Elsewhere, Abou Diaby wants to revenge. Not on Dan Smith for shattering his ankle. Not on Paul Robinson or  Michael Essien for compounding his injury problems with horrible tackes. No, he wants revenge on time itself. He says:

I have revenge to take over the time I lost but I want to prove to myself that I can go higher. I am getting to an age and to a time in my career where I need to show what I can do on the pitch in the long term.

It was my destiny, it was written [to come back]. I had to fight to put an end to all those injuries and to be able to express myself on a pitch again.

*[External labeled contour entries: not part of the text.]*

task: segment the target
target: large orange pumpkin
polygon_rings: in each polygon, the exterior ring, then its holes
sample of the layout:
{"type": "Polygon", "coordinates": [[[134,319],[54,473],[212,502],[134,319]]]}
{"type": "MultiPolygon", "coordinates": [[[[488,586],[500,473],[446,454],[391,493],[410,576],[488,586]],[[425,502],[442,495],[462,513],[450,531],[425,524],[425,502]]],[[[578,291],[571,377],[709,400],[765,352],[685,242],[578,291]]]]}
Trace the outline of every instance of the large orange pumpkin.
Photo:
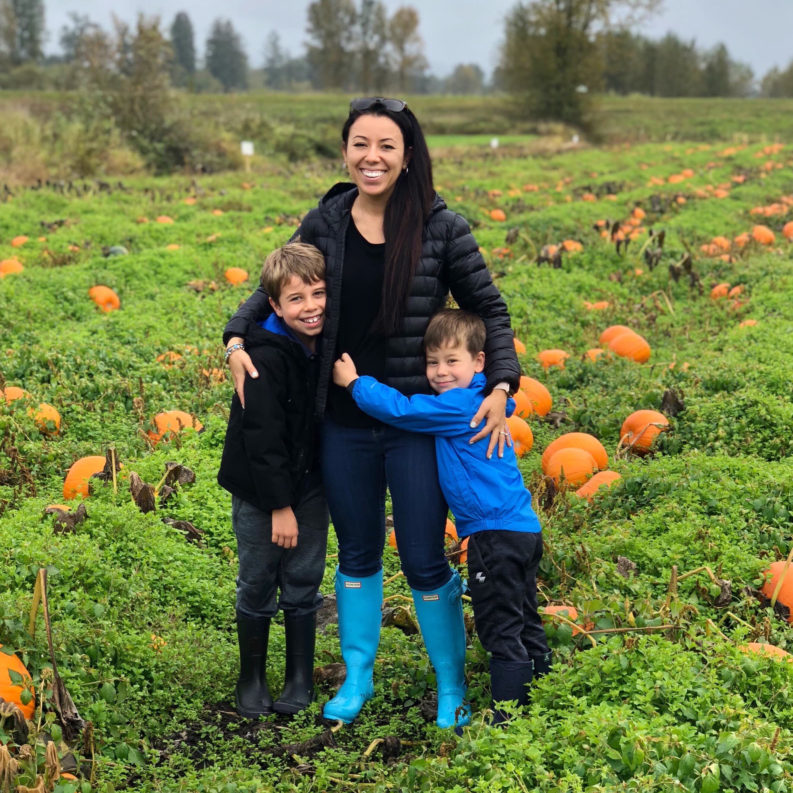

And yeah, we’ve done the whole ‘It’s great he’s back thing’ and ‘I hope he stays fit’ stuff. I like the idea of having revenge on time. And other stuff we don’t normally think of. For example, after another miserable summer I would like to revenge on Mother Nature. Perhaps starting with small stuff, like ringing her doorbell and running away, and having some pizzas delivered that she didn’t order, but in the end it would get epic.

‘Thirty days of rain, eh? How about this?!’, I would exclaim very quietly to myself as I transplanted John Terry’s head onto her cats body before injecting said abomination with Highlander’s blood so it lived forever and spent its days mounting cats that weren’t its wife whilst falling over at the most inopportune moments

‘Below average temperatures in June and July? Take this!’, I would bellow softly before installing an elaborate speaker system throughout her house which would then play Stairway to Heaven all day long. Forever.

‘Not quite warm enough to barbecue at 8 in the evening? You wicked witch!’, I might gently shriek before erecting a McDonald’s sign outside her house so that when she woke up there would be hundreds of foreign language students all sitting about on the road outside making it slightly difficult for her to get past.

As a concept it is wondrous. Diaby, like Tomas Rosicky, has missed a lot of his career through injury. The Czech spoke last season about how his ‘football age’ was only 29. Based on Rosicky’s calculations and the application of a Eulerian theorem (Euler? Anybody. Euler? Euler?) I estimate that Diaby’s ‘football age’ is a mere 23. They are, quite literally, Time Bandits.

And what better place to leave a Sunday blog than that? Till tomorrow.